Prevention of disease has always been a part of medical practice; however, many patients still consider it a time-consuming and expensive process. This is because they do not fully understand the concept of preventive medicine. It is all about taking steps to reduce the risk of contracting a disease before its onset. In a way, prevention is a form of insurance. Here is how it works.
Preventive medicine, or preventive care, involves steps taken for illness prevention before an illness actually begins. These steps can involve the habits you have while you are living your life, or the activities you perform, or eating habits and any other factors that can put you at risk of developing a certain disease. Environmental factors, genetic predispositions, disease triggers, and even lifestyle choices can all affect illness and disability, and are often dynamic processes that start long before patients realize that they are at risk.
It has been noted that people who go to doctors for preventive care are less likely to experience a major illness in their lifetime. This is because they take steps to take care of existing problems and also maintain healthy eating and living habits. Thus, doctors can help us to achieve better health conditions, through regular checkups and examinations. A good doctor will also encourage his/her patient to change unhealthy habits, for example, smoking or drinking, which are proven causes of ill health, but are easy to let go of given the right environment.
One of the most common methods of preventing disease and disability is through maintaining a healthy lifestyle. Smoking cessation, exercising, weight loss and diet control are all examples of healthy habits. Some other habits that can make the difference between being healthy and being unhealthy include avoiding tobacco, alcohol abuse, cholesterol levels, stress, and heart disease. Smoking and drinking together can cause many illnesses such as lung cancer, gum disease, cancer of the liver, throat cancer and heart disease. Dieting can help us lose weight, maintain a healthy body mass index, and is especially important in terms of heart disease, since it reduces blood pressure and high cholesterol levels. A very close friend of mine (who actually works for a Solar Screens related company in Spring) always maintains a healthy lifestyle. And he always inspires us to do this and says that all of us should live with a healthy lifestyle, so that body and mind both are better.
The best way to prevent diseases is to ensure that we live a healthy lifestyle. If people are not healthy, they cannot protect themselves against these diseases. Hence, they must visit their doctors regularly for examinations and preventive care, in order to promote good overall health. However, many of these diseases are preventable, through dietary modification and exercise, or using pharmaceuticals to control them.

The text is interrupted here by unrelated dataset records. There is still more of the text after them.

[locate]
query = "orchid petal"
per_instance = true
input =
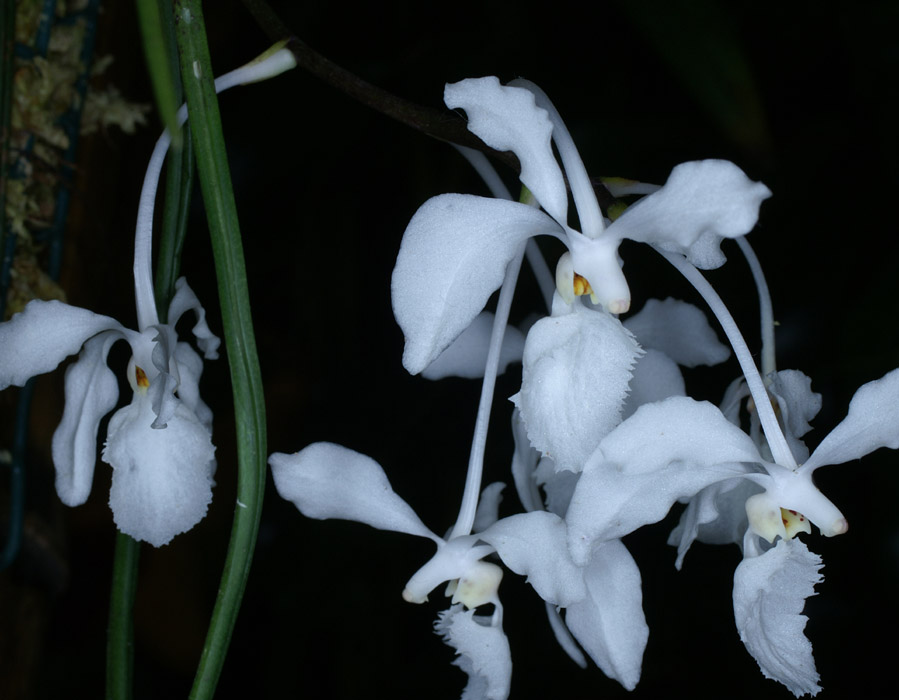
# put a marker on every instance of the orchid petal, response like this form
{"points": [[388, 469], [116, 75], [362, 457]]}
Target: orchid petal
{"points": [[701, 203], [325, 480], [609, 623], [466, 356], [91, 392], [715, 515], [483, 652], [656, 377], [557, 485], [508, 119], [678, 329], [871, 423], [665, 452], [524, 464], [534, 545], [41, 336], [453, 256], [162, 478], [769, 594], [190, 366], [185, 300], [577, 367], [563, 635], [164, 382], [798, 403]]}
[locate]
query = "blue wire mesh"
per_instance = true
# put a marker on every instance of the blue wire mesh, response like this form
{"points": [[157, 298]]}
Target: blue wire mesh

Prevention through preventive medicine refers to the practice of making decisions about the spread of diseases among a defined population. For instance, it might be in the best interests of white Americans to reduce the incidence of heart disease and diabetes among this group, so that the overall well-being of this demographic would be improved. Similarly, an ethnic minority would be well served to take steps to ensure the prevention of obesity, high blood pressure and other associated conditions in this population. The focus of preventive medicine is also on the well-being of the environment and society, as well as on the individual. Thus, prevention rather than curative medicine is preferred.
Primary care physicians often work closely with health care specialists to provide preventive medicine. They may refer their patients to specialists when necessary, for instance to treat sexually transmitted diseases. Primary care physicians have a lot of experience with common diseases such as diabetes and hypertension, which are often associated with preventable conditions. Primary care physicians also have a lot of training in nutrition, which can prove helpful to patients who are at risk for nutritional deficiencies. For example, a lack of ample calcium in the diet can lead to osteoporosis, a painful and debilitating disease.
Prevention can also be achieved through lifestyle changes, such as maintaining a regular exercise regimen and eating a balanced diet. Behavioral influences include keeping alcohol and tobacco use under control, avoiding sedentary activities and quitting excessive smoking. Some experts believe that behavioral influences alone can be effective in reducing health care costs. A recent study by the Rand Corporation showed that for the lower-income group, controlling dietary factors, like saturated fat, was more costly than controlling behavioral influences, such as eating the right foods. Other studies have shown that these interventions can reduce health care costs by as much as 30 percent.